The text of my original request asked for: “any statistics available regarding the prevalence of security incidents and violent crime on TTC vehicles and within TTC stations extending as far back as 2000. Please include all relevant metadata including dates, type of incident, location, and any other relevant information associated with these records.” I filed this request on a bit of a whim so it wasn’t the most carefully crafted FOI I’ve ever drafted. I followed up to clarify with the coordinator that I wanted this data in tabular format.

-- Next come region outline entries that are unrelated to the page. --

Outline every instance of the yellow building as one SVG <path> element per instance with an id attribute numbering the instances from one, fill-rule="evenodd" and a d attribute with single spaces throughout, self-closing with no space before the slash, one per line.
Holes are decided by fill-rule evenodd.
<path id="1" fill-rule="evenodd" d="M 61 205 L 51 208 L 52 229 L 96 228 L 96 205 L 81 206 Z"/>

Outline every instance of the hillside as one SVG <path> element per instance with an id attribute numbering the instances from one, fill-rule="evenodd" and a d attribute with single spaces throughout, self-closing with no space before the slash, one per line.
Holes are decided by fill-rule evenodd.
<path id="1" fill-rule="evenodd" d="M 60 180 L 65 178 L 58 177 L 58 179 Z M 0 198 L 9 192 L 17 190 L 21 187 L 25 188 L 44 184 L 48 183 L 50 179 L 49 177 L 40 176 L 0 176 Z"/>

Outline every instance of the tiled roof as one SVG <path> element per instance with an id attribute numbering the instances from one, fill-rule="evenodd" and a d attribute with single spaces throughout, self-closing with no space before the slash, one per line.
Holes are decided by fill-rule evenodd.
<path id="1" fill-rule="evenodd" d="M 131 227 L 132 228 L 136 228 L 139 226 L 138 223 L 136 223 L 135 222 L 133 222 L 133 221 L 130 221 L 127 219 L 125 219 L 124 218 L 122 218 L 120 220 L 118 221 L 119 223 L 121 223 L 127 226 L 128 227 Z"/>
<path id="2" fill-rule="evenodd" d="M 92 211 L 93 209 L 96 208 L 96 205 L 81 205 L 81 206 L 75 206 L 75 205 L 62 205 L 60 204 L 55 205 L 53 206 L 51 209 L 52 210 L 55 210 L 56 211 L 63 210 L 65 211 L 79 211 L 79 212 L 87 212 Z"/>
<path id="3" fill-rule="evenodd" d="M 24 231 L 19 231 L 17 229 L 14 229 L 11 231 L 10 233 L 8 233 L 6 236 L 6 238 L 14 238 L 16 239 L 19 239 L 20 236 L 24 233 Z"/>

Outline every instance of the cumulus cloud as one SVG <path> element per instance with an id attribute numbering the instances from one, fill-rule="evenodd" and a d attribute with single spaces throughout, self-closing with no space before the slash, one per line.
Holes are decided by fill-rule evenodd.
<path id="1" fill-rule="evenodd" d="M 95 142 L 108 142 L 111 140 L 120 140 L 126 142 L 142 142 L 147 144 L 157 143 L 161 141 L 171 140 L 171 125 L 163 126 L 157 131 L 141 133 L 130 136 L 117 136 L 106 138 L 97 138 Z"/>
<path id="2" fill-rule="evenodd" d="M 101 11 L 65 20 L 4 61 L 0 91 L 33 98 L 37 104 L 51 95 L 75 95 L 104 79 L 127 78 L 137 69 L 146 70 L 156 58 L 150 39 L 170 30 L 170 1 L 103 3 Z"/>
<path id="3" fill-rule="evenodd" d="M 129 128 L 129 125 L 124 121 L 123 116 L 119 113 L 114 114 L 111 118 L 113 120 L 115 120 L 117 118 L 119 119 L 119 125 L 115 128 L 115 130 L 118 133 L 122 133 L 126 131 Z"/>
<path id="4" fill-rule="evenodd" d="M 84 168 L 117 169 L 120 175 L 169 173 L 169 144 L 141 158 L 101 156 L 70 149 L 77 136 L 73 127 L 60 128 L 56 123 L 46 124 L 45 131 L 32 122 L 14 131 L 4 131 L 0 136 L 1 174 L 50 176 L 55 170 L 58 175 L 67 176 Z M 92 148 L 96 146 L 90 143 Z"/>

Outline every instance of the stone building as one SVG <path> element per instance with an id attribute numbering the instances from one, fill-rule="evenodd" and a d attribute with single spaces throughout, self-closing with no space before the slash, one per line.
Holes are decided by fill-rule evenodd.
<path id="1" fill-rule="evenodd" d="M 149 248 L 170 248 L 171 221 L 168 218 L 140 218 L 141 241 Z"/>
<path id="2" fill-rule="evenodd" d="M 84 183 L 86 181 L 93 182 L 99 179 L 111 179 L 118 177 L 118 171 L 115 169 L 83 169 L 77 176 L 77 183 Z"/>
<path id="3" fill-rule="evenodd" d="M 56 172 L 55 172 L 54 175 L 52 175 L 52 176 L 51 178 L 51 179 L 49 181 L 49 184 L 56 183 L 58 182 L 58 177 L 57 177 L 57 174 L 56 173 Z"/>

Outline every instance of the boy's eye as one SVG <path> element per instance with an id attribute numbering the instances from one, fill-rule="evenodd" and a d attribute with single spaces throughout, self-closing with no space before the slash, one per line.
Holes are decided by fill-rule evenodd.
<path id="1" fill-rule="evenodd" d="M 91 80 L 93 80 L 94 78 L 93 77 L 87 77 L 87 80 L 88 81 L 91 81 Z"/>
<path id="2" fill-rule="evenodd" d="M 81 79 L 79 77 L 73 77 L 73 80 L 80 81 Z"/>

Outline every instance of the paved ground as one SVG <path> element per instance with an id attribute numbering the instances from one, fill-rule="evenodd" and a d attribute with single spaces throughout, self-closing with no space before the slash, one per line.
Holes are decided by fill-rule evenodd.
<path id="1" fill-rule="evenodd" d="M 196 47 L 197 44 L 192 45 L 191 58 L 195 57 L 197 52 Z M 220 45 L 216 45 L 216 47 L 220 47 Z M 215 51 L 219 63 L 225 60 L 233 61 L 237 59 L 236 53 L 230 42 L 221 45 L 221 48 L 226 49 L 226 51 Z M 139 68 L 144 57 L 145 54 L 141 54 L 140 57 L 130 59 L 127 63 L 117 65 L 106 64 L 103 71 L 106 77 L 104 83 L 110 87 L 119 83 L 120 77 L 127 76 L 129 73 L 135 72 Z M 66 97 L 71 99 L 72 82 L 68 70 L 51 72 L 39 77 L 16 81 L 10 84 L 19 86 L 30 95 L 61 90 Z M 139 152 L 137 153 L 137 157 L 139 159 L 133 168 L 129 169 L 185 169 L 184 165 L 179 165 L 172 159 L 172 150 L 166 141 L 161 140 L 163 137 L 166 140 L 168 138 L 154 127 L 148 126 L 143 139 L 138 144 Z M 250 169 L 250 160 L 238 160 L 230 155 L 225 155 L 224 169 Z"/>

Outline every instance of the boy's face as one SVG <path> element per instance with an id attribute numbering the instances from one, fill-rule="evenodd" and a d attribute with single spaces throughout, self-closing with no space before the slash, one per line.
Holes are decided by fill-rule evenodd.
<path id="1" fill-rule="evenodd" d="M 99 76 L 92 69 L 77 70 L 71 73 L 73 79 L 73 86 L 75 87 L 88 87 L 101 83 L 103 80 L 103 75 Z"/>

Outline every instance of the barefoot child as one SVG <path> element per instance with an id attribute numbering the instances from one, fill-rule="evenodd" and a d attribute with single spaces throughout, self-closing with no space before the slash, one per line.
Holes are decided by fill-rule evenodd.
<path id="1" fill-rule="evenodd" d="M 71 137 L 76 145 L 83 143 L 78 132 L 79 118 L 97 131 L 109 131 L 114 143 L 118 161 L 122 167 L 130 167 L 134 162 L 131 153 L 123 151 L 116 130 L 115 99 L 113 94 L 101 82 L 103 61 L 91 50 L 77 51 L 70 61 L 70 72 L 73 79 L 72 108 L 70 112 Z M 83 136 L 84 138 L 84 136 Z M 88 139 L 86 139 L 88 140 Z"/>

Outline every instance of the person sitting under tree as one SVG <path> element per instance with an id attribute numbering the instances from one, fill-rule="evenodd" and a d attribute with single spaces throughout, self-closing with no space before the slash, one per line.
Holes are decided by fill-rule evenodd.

The dataset includes records from 2002 to February of 2023 and includes details on the time and place of an incident, an ‘offence type’ and notes from the report. I think these notes would make for an interesting text-as-data project. Here is a glimpse at the data as it was released:
1 2 3 4 5 6 7 Rows: 50,534 Columns: 5 $ Date <dttm> 2002-01-02 07:25:00, 2002-01-02 16:00:00, 2002-01-02 21:30:00, 2002-01-03 03:30:00, 2002-01-03 08:00:00, 2002-01-03 0… $ Time <dttm> 2002-01-02 07:25:00, 2002-01-02 16:00:00, 2002-01-02 21:30:00, 2002-01-03 03:30:00, 2002-01-03 08:00:00, 2002-01-03 0… $ Location <chr> "BLOOR YONGE", "* ONBOARD VEHICLES", "* ONBOARD VEHICLES", "* ONBOARD VEHICLES", "* ONBOARD VEHICLES", "* ONBOARD VEHI… $ `Offence Type` <chr> "MISCHIEF", "ASSAULT", "MISCHIEF", "ASSAULT", "MISCHIEF", "ASSAULT", "TRESPASS", "MISCHIEF", "ASSAULT", "MISCHIEF", "A… $ Notes <chr> "RACIALLY MOTIVATED GRAFFITI IN BLACK MARKER. INSIDE PANEL OF STALL DOOR ON FIRST TOILET STALL. \"ALL BLACK MALES AR…
I hope that others can use this data to conduct further evidence-based analyses of security incidents on the TTC. With that in mind, I want to reflect a bit on the insights this kind of data can inform, as well as some of the limitations inherent to government records like this.
- This data was extracted from the TTC’s databases, likely by an analyst using SQL queries. The quality of this data is linked to the quality of the query used to pull it. There are several thousand duplicated rows, which indicates something weird was happening when this data was pulled.
- This data is not a direct measure of crime. It is a measure of ‘security incidents’ as defined by the TTC and reported by operators and riders.
- Relatedly, the meaning of these categories has shifted over time, alongside the likelihood of reporting certain types of incidents. For example there is an unexplained spike of tresspass reports in the early 2010’s.
- Crime is a complex social phenomenon. Data like this can contribute to our understandings but explaining the root causes of violence and finding appropriate solutions requires looking far beyond administrative data like this.
That’s it. That’s the data. Thanks to the folks at the Globe for their initial coverage, and thanks in advance to all who take up the call to continue analyzing it.